A South Florida native who has been in Israel since the days leading up to the Hamas-led attacks has agreed to share her story in exchange for anonymity. From here on out, she will be referred to as “Sara” to protect her identity.
Living in Terror
Sara, the daughter of Israeli immigrants, was visiting family to celebrate the final days of the Jewish holiday Sukkot and attend a relative’s wedding when her trip took a twisted turn. She was awoken during the early morning hours of Oct. 7 by sirens signaling imminent bombing in South-Central Israel. She had only 90 seconds to reach the residency’s built-in shelter, a legal requirement for homes in certain parts of the country.
“I had been sleeping and awoke immediately, although initially I thought it was an ambulance because I didn’t want to believe it was the bomb siren,” said Sara, who had heard it before during a 2021 visit to Israel amid heightened tensions regarding land disputes in Jerusalem.

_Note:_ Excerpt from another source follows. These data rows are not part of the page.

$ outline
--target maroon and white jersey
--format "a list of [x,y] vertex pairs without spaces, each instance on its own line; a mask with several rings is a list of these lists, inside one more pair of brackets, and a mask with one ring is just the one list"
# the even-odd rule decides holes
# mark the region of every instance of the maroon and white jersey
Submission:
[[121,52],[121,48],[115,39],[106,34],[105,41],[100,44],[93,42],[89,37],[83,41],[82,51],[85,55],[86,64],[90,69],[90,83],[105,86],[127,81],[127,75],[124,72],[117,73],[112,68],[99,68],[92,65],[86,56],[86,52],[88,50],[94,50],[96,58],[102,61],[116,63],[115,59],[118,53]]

As the threats continued, she quickly lost sense of time, only having had one change of clothes on hand. The five days she spent feeling too afraid to leave the house began to blur into one long period of uncertainty. She spent those days in and out of the bomb shelter, with eyes glued to her TV and phone screens.
“We watch as families plead and beg to learn where their loved ones are as videos being released show people being captured, many times clearly injured and bloody, or videos of dead bodies being paraded in the streets of Gaza,” Sara said. “Moms who look and sound just like mine pleading on TV for their daughter to be returned, it touches on primal feelings.”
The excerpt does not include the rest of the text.